Angelo Mancuso si spinge verso quelle configurazioni attraverso allusioni: la madre è Sicana per indicare quella fuga nel tempo che va molto oltre i pochi millenni di cui si sono conservate tracce scritte, e di cui si indovinano i tratti nelle tradizioni mitiche.
La madre che sta in cucina è la dispensatrice della sussistenza a cui tutto si deve: la vita e la morte (Althea uccise il figlio come tante eroine dei miti e delle favole).
Questi rapporti indiscutibili si sono conservati nella mentalità primitiva che alloggia tra di noi nei raggruppamenti umani che ripetono modi del pensiero selvaggio: “Che ti pare? Che la vita è come un vestito che si può cambiare a piacimento ah?: sono le parole di una madre preistorica che ritornano nella “Consegna”: “Hai un solo dovere, un dovere preciso, un comandamento che ti viene dal sangue che ti scorre nelle vene…”
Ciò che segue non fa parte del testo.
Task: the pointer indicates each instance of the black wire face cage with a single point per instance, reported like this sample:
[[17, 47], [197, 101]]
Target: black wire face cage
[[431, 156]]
Eccoli i tratti che abbiamo dovuto richiamare nella premessa dall’apparenza etnografica. Nel sistema arcaico le leggi non sono illuministiche, ma pratiche, non dettate dal legislatore, ma dal padre.
“Zia Carmè, se me lo permettesse vorrei essere io a fare giustizia…” dice un picciotto nel Rifiuto e la “giustizia” è quella che ormai si chiama omicidio premeditato e aggravato. Ma questa definizione risale al codice di Solone o a quello di Mosé o di Hamurrapi: tre o quattro millenni scarsi dell’evoluzione umana. Prima, quello che divenne il ius stabilito dagli dei per l’intero popolo, era la “salvezza” del singolo clan, conquistata ferocemente a danno dei clan rivali e di volta in volta indicata da chi deteneva il potere (il patriarca nelle società pastorali, la matriarca in quelle dei primordi agricoli). L’obiettivo era la salvezza del piccolo gruppo: la Nazione, lo Stato, l’umanità, non avevano neanche un nome.
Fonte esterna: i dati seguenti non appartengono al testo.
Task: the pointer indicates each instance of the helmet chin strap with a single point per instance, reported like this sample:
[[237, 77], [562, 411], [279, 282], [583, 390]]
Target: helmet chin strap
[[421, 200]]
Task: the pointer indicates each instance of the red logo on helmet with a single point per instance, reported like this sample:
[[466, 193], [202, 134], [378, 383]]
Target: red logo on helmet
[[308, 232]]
Parlare di questi temi richiederebbe lunghissimi studi e moltissimo tempo che ovviamente la prassi giudiziaria e l’indagine sociale odierna non può permettersi. Ma nella Trilogia di Angelo Mancuso, fine osservatore e intelligente drammaturgo, tutti questi temi sono analizzati con lucidissima sintesi.
Se si portassero sulle scene potrebbero costituire quella illustrazione della civiltà che molti denunciatori superficiali continuano a strombazzare senza nulla fare per spiegare la sopravvivenza del sistema tribale e dunque analizzarne i rimedi.